W3C Workshop on the Future of Social Networking, 15-16 January 2009, Barcelona
Alexandre Passant 1, Philipp Kärger 2, Michael Hausenblas 1, Daniel Olmedilla 3, Axel Polleres 1, Stefan Decker 1
Based on our recent observations at the 7th International Semantic Web Conference and some related workshops as the "Social Data on The Web" one [1], as well as other frequent discussion threads on the Web, trust and privacy on the Social Web remains a hot, yet unresolved topic. Indeed, while Web 2.0 helped people to easily produce data, it lead to various issues regarding how to protect and trust this data, especially when it comes to personal data. On the one hand, we are wondering how to protect our private information online, above all when this information is re-used at our disadvantage. On the other hand, information should not only be protected when being published by its owners, but tools should also help users to assess trustworthiness of third-party information online. According to our recent research works, both from a theoretical and practical point of view, we think that Semantic Web technologies can provide at least partial solutions to enable a 'trust and privacy layer' on top of the Social Web. Hence, this position paper will present our work on the topic, that is in our opinion, also particularly relevant to the mobile Web community, according to the advances of ubiquitous Social Networking with, e.g., microblogging from mobile devices.
People tend to publish personal information on the Web, be it pictures (e.g., on popular sites like Flickr, Facebook, etc.), thoughts (blogs), videos (e.g., YouTube), or even complete profiles comprising date of birth, postal address, phone number, etc. on personal homepages or social network applications (e.g., Linkedin or Xing). Yet, there is no simple way to restrict access to some content to only a set of trusted parties or to decide who is allowed to access some part of a profile. Some sites, such as for instance Flickr, allow to define people as friends or family members to restrict access, but then there is no more fine-grained data management. Thus, if both collegues and close friends are in the same "friends" group, there is no way to restrict access to a subgroup for a particular picture. Another complex problem regarding online pictures is the issue of co-depiction. For instance, on Facebook pictures can be put on the Web, while the affected person learns about it in retrospect. By the social connections of depicted and tagged people though, co-depicted non-tagged people are almost as easy to find. Still, pictures become available immediately on one's own public space although they are not necessarily intended to be public.
Another relevant trend is the use of microblogging websites, such as Twitter, that provide a straightforward and ubiquitous way to create lifestreams from many different devices. Yet, there is no policy to whom this information is delivered and there is a need for fine-grained privacy settings, for instance allowing to disclose one's geographic location only to family members. Blogging about meetings is another big issue in terms of not only privacy-loss but also violation of corporate policies: more and more, people are writing posts that tell about them participating in an important meeting, other people attending the same meeting, etc. Competitors can freely read and exploit this information. The search query for "meeting" posts on Twitter reveals that there are more than 10 posts every two minutes telling about attending a meeting, some of them being internal corporate meetings. Another example regarding the need of fine-grained access rights is user profiles management. For instance, on Blogger users can only share their personal information completely or not at all, but cannot decide who can access e.g. their birth dates.

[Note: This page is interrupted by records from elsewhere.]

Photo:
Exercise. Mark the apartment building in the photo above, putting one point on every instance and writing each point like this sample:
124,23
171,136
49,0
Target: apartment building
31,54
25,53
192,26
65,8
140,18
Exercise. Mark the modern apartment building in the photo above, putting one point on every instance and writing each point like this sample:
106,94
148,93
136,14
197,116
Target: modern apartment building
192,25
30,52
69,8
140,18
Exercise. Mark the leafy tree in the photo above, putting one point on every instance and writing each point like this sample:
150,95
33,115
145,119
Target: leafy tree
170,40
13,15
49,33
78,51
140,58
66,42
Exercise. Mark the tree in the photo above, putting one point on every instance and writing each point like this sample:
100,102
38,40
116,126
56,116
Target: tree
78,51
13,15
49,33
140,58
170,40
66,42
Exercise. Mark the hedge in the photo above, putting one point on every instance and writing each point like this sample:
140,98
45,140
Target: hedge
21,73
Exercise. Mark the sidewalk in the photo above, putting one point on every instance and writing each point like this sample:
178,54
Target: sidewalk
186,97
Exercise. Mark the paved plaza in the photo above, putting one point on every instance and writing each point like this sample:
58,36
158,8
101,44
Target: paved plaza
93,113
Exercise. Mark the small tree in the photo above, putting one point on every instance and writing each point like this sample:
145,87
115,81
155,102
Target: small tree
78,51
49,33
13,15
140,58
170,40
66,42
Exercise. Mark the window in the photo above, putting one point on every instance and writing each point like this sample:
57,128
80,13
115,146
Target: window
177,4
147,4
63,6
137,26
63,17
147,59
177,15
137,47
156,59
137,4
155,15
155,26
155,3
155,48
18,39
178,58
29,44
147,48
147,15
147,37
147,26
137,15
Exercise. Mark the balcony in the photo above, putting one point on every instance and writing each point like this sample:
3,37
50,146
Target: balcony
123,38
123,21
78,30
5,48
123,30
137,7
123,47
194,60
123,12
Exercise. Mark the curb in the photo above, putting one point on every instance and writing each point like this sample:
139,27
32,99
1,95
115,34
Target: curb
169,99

While the previous point focused on publishing private information, similar issues arise when consuming information. The general question is hence "How trustworthy is what we find on the Web?". When browsing a web page, current browsers provide means to protect users from phishing, but still there are no means to assess if a web page contains information of someone you should trust or not. This information might either be computed based on the social network relations (both explicit and implicit ones: explicit might be an intentional addition to a friend-list, while implicit might be entailed by common and repetitive exchange of messages), based on some of your interests, or based on a negotiated trust level.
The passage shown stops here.